Dena Wiggins, partner at Ballard Spahr, agrees that the problem the industry is facing is being caused by a fundamental change in market conditions. She has been involved in nearly every significant FERC rulemaking effort in the past 20 years.

“When REX was built it made sense, but the world has changed,” she tells Midstream Business. “It’s no one’s fault, it’s not the pipelines’ fault, and it’s not the shippers’ fault, either. In recent rate cases, pipelines have tried to argue that even in the face of declining throughput, the appropriate regulatory solution is to spread the costs over the much lower throughput volumes, even if the result is a huge rate increase for the remaining shippers. This strikes me as wrong and fundamentally unfair because, it's not the shippers’ fault, either.”

What’s the precedent?

Can the FERC take into consideration how market conditions have changed? Is there a historical precedent?

“Going back to the days of the take-or-pay solutions, when the FERC found that market conditions had rendered those contracts uneconomical, the FERC required that the costs be shared between the pipeline shareholders and the shippers,” adds Wiggins.
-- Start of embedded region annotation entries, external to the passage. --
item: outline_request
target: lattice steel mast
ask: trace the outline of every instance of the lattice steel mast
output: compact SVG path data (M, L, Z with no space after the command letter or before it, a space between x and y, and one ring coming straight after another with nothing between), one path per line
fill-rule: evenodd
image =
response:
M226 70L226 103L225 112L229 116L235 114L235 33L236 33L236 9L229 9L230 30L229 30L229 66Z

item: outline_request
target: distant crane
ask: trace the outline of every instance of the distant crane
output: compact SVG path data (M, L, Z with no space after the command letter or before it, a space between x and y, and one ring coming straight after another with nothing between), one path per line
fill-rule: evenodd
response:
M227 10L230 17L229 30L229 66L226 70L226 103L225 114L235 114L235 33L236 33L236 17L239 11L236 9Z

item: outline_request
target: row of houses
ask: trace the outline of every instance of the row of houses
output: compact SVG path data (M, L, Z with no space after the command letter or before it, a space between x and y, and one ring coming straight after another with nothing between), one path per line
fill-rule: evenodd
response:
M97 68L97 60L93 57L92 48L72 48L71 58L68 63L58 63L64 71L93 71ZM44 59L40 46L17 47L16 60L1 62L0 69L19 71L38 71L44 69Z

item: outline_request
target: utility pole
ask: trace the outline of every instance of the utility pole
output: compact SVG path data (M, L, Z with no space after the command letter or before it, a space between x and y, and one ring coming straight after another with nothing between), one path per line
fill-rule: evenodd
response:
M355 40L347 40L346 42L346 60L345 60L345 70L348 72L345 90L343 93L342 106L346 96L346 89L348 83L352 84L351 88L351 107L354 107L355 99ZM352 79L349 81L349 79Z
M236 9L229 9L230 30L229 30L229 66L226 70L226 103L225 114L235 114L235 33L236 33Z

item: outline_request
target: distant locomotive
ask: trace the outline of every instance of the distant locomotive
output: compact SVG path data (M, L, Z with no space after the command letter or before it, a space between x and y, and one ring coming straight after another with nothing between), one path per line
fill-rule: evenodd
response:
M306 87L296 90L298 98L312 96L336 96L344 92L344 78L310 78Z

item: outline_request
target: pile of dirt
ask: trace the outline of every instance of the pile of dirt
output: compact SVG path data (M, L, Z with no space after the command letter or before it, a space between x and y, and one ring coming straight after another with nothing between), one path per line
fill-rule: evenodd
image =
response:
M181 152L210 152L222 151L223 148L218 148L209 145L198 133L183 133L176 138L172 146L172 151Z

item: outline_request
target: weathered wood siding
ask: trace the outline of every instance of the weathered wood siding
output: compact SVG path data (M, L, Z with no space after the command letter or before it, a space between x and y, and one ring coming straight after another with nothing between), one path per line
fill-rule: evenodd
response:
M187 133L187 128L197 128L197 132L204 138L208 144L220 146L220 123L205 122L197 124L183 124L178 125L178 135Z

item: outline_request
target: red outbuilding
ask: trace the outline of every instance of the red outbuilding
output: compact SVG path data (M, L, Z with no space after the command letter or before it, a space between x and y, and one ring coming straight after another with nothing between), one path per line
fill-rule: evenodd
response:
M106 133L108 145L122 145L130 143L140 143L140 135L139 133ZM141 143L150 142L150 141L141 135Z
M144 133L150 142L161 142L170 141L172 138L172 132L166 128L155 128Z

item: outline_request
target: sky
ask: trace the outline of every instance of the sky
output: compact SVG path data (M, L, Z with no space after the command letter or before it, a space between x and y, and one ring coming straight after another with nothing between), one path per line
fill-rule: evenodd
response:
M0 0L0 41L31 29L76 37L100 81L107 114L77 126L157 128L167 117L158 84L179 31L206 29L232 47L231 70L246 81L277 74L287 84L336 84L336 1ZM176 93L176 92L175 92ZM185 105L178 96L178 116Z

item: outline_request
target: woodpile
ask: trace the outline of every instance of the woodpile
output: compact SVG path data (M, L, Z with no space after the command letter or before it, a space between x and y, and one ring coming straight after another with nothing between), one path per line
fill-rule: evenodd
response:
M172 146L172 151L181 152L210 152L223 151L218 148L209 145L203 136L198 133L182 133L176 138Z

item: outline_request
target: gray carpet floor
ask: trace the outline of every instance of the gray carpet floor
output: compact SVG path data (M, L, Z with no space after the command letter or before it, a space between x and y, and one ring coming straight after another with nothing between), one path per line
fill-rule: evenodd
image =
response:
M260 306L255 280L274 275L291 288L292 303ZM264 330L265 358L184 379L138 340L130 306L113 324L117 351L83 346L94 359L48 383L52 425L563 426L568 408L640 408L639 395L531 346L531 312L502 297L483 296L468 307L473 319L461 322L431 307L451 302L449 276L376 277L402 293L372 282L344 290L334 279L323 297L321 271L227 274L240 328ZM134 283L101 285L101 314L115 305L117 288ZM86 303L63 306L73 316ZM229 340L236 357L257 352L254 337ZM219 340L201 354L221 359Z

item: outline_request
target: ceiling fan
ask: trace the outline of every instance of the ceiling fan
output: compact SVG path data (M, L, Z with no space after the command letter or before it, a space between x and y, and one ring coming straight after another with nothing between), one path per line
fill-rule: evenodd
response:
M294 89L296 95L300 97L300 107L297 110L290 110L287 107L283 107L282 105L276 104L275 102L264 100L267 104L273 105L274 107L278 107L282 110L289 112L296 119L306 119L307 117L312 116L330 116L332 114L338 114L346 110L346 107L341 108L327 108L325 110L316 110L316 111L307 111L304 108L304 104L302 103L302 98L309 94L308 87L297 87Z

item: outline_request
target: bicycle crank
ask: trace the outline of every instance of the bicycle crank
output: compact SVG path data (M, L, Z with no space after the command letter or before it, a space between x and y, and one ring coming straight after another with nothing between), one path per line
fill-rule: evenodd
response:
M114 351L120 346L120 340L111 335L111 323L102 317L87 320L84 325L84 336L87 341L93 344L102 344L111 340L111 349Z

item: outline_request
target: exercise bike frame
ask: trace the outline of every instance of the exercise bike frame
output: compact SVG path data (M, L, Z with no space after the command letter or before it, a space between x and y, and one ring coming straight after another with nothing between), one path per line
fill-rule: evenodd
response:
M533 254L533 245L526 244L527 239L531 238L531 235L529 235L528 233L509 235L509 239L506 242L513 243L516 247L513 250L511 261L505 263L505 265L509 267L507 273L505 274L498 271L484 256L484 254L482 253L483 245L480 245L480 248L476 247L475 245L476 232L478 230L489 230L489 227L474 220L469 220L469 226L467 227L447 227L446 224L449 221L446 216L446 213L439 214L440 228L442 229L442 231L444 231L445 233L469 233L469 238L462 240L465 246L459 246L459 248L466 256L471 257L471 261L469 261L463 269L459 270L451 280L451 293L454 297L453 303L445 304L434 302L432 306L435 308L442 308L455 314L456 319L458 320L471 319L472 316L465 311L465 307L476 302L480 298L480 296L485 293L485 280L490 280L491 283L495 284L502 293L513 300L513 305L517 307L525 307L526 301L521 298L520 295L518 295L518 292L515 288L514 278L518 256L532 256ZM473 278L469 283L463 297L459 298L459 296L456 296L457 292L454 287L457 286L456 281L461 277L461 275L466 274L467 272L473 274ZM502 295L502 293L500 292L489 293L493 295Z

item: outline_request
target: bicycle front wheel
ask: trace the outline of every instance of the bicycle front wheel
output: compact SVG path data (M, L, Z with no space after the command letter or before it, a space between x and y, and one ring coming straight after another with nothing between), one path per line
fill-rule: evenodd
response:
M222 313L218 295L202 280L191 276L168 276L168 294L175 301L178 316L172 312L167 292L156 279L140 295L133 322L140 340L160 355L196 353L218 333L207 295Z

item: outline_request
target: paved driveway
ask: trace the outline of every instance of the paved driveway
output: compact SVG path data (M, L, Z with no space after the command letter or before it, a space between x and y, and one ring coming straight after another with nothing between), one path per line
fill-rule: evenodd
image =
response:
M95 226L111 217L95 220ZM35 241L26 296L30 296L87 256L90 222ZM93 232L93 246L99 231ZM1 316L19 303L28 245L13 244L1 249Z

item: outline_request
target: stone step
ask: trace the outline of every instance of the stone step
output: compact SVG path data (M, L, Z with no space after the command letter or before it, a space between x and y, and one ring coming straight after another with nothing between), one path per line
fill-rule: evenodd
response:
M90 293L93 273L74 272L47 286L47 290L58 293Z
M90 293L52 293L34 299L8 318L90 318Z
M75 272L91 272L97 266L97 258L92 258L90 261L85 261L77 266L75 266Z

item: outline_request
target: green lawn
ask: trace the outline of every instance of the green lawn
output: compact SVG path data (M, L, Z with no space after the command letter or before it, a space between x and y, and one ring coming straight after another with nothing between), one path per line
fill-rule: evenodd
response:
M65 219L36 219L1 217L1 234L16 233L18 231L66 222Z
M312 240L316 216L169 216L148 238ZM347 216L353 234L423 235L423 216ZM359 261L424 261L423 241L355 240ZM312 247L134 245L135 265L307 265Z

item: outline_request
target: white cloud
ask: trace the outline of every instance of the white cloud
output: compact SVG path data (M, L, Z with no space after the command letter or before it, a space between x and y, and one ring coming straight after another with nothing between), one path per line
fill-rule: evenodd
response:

One could argue that there is a similar situation here: The market has changed and pipelines that were designed and built to move gas, from a production area to a traditional market area, now face production in what used to be the market area. Thus, some portions of the pipeline are underutilized.

“The pipeline and its shareholders need to share in the pain and not, as the pipelines apparently prefer, just spread the costs over the remaining shippers and thereby impose all of the pain on the shippers,” Wiggins reasons.

In many recent pipeline rate cases, “the shippers have settled on terms that provide what I call a Band-Aid solution, not really addressing the fundamental problem of changing flow patterns but arriving at a negotiated solution to resolve the case,” she adds. The pending El Paso case might shed some light on how FERC will address these issues.

“At some point, the FERC will have to call balls and strikes. The problem is too pervasive and the stakes are too high,” Wiggins concludes.

Whether its write-downs, billion-dollar pipeline bankruptcies or a series of rate cases that can’t truly be fixed by a FERC-prescribed Band-Aid, it’s quite clear that the ripple effect of new shale gas and its impact on interstate pipelines will be felt for years to come.

In the realm of potential outcomes, is it possible that pipeline capacity decontracting could impact the netback price to an entire producing region like the Rockies? Is it also possible that master limited partnership unit shareholders might soon be expected to step up to the table and share the shippers’ burden of pipeline transportation costs?

The range of questions and issues related to decontracting will continue to present itself to the marketplace. There is no agreement on whether or not FERC will address these issues in a piecemeal, rate case-by-rate case approach or in a larger industry-wide rulemaking.